Atentos para os novos paradigmas do Direito Penal, cuja inauguração em nosso ordenamento em muito se deve à Constituição Federal de 1988, pensamos haver extrema necessidade de uma revisitação desses fatores, quiçá um estudo mais aprofundado sobre os mesmos, a fim de decidir, inclusive, se existe lugar, no plano da prática, para o denominado princípio da imparcialidade.

Como cediço, embora se defenda, classicamente, que o Juiz criminal, no seu mister de decidir sobre a liberdade ou cárcere de determinado indivíduo, deve ser imparcial, e levar em consideração apenas os elementos concretos, sem juízos de valor, quaisquer que sejam, uma pergunta se faz: será possível aplicar o Direito, que por nascença é fruto da valoração humana, sem interferências externas ou internas, ou, parafraseando Pessoa, o Juiz finge que sente o que deveras sente?

De fato, a resposta parece óbvia. Ademais, a questão não se encerra simplesmente em si mesma, mas traz consigo uma necessidade de identificar estes fatores capazes de influenciar a tomada de decisão do magistrado, na seara criminal.

Decerto que tais fatores estarão presentes em qualquer atividade judicante, não se constituindo em privilégio da área criminal. Contudo, é de se admitir, que, aqui, as distorções da natureza humana se acentuam, e o choque de ideologias, preconceitos e estereótipos colidem mais acirradamente.

Certo, também, é que muitos desses fatores influenciadores passam despercebidos no capítulo da "fundamentação", agindo sorrateiramente, muitas das vezes de forma determinante no "sentir" das decisões.

No mais, o relevante é não se olvidar da necessidade premente de se aplicar o Direito sempre sob uma ótica garantista, buscando afinar a ciência com os ditames da nova ordem constitucional, e tentando abrir essa "caixa de pandora" que se tornou a ciência jurídica penal para a nova realidade do mundo.

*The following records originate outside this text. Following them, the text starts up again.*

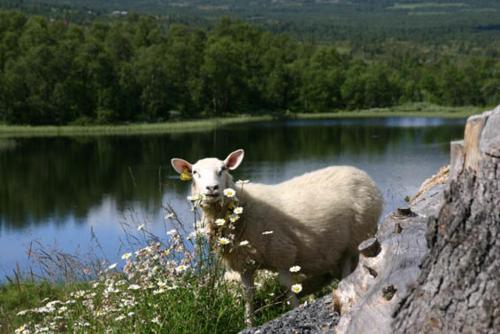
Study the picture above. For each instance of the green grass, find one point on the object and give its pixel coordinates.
(409, 110)
(128, 129)
(15, 297)
(151, 294)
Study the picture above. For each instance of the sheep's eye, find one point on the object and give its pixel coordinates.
(221, 170)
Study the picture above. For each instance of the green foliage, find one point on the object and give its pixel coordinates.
(137, 70)
(175, 287)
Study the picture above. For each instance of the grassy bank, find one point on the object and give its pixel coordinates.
(411, 110)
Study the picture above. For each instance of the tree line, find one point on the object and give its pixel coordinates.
(137, 70)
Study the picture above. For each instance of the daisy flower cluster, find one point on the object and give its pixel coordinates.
(138, 297)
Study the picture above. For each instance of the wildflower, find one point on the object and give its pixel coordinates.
(181, 268)
(233, 218)
(224, 241)
(229, 192)
(194, 198)
(170, 215)
(296, 288)
(134, 287)
(157, 292)
(23, 329)
(186, 175)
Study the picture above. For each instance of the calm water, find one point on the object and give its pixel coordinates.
(59, 190)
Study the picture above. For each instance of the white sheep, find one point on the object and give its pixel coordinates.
(314, 221)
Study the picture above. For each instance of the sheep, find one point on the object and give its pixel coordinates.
(313, 222)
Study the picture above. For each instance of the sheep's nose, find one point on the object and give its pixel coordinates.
(212, 188)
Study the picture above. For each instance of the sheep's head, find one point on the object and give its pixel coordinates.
(209, 176)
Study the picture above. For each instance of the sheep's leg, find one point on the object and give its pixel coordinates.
(286, 280)
(249, 290)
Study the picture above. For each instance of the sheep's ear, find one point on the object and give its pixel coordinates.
(181, 165)
(234, 159)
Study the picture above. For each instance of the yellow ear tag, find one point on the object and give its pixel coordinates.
(186, 176)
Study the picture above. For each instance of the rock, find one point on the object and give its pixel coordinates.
(317, 317)
(458, 289)
(433, 267)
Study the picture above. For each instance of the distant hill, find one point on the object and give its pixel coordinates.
(332, 20)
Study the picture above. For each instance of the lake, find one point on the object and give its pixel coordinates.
(68, 192)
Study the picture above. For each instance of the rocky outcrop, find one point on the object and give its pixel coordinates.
(458, 289)
(434, 267)
(367, 298)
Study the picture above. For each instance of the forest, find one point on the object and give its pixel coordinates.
(137, 68)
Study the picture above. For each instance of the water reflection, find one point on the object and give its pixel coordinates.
(58, 186)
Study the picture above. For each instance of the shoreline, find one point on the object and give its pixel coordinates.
(426, 111)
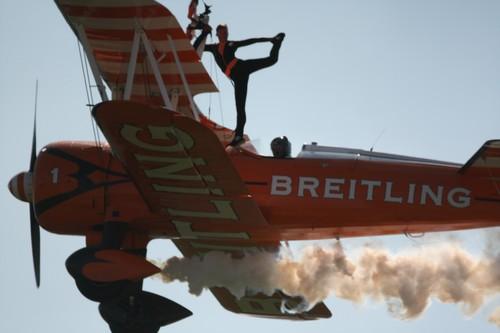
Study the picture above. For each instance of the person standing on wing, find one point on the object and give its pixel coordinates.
(239, 70)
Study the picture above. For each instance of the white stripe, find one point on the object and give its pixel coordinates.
(170, 68)
(487, 162)
(139, 90)
(125, 46)
(126, 23)
(108, 3)
(494, 144)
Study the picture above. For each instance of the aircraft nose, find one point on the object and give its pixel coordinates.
(21, 186)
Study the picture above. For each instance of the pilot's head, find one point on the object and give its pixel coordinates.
(222, 32)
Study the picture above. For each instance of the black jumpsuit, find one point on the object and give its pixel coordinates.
(241, 70)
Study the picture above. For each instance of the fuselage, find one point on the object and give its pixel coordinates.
(75, 183)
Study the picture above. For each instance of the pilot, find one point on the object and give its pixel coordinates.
(239, 70)
(281, 147)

1. BREVE ESCORÇO SOBRE A SENTENÇA CRIMINAL.

1.1. Conceito.

Fazendo uso do clássico dicionário do Prof. Aurélio Buarque de Holanda Ferreira, encontramos o seguinte verbete:

SENTENÇA: Substantivo feminino. 1.Expressão que encerra um sentido geral ou um princípio ou verdade moral máxima. 2.Rifão, anexim, provérbio (q. v.). 3.Julgamento proferido por juiz, tribunal ou árbitro(s); veredicto. 4.P. ext. Qualquer despacho ou decisão. 5.Palavra ou frase que encerra uma decisão irrevogável. 6.Julgamento divino. 7.E. Ling. Desus. V. oração (4). 8.E. Ling. Desus. Período, frase. 9.Lóg. Proposição (6). [01]

No momento que se estuda tal verbete, é perceptível de imediato, a força significativa que encerra, a ponto de se traduzir sentença como "expressão que encerra um sentido geral ou um princípio ou verdade moral máxima".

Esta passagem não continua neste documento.